La melaleuca es un árbol australiano. Lo introdujeron en Florida a principios del siglo XX, según supe en una novela de Susan Orlean. Chupan mucha agua, dejan sin sustento al resto de plantas que le rodean y no les gusta nada morirse. Si una melaleuca se da cuenta de que se va a helar, morir de hambre o de que la van a talar, lanza veinte millones de semillas antes de morir y se siembra a sí misma, así que puede decirse que al final acaba más viva que muerta.
Si la melaleluca tuviera perspectiva personal se diría que es una víctima. Como tal, sin capacidad de análisis y sometida a la respuesta emocional. Si tuviera perspectiva política, diría que manipula y sobrevive por encima de las reglas de la naturaleza, pese al daño que ocasiona en otras especies; dispuesta a matar para no morir.

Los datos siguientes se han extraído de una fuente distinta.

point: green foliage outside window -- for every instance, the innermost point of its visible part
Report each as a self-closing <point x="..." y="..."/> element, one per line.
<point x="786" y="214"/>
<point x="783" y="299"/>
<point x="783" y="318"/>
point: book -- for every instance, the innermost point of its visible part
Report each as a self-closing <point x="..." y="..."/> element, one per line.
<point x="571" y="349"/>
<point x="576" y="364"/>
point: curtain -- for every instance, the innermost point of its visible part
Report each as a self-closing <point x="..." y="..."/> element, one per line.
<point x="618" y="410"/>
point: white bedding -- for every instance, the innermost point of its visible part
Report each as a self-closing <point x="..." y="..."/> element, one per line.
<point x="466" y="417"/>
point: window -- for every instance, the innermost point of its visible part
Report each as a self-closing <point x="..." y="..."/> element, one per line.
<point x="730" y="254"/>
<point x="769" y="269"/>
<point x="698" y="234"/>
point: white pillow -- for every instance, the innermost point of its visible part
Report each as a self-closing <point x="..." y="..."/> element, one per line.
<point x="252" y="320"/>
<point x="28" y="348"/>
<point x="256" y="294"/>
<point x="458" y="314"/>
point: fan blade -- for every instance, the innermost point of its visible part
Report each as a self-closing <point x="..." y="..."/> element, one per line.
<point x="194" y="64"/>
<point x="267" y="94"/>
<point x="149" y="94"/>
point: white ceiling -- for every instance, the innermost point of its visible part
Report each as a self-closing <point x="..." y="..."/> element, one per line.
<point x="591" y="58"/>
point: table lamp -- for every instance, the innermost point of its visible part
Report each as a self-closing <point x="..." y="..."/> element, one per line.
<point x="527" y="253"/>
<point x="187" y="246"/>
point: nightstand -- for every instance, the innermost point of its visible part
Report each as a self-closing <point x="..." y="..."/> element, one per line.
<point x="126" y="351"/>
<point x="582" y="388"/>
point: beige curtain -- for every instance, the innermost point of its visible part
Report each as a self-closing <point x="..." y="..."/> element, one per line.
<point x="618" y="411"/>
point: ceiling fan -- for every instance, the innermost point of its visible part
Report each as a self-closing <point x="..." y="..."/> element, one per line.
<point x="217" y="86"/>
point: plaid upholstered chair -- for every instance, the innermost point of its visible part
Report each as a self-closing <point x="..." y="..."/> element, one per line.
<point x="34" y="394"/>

La memoria genética lleva a la melaleuca a vivir mirando hacia atrás, en un presente atado por el pasado. Sucede cuando se teme el cambio y a reconocer que la tuya no es toda la verdad. Que tu vida no es la única que se ha vivido. El estado de shock protege a la melaleuca. Y desaparece, sí; pero en el tiempo. Despacio y gradualmente. En fin, cosas de la memoria, como decía al principio.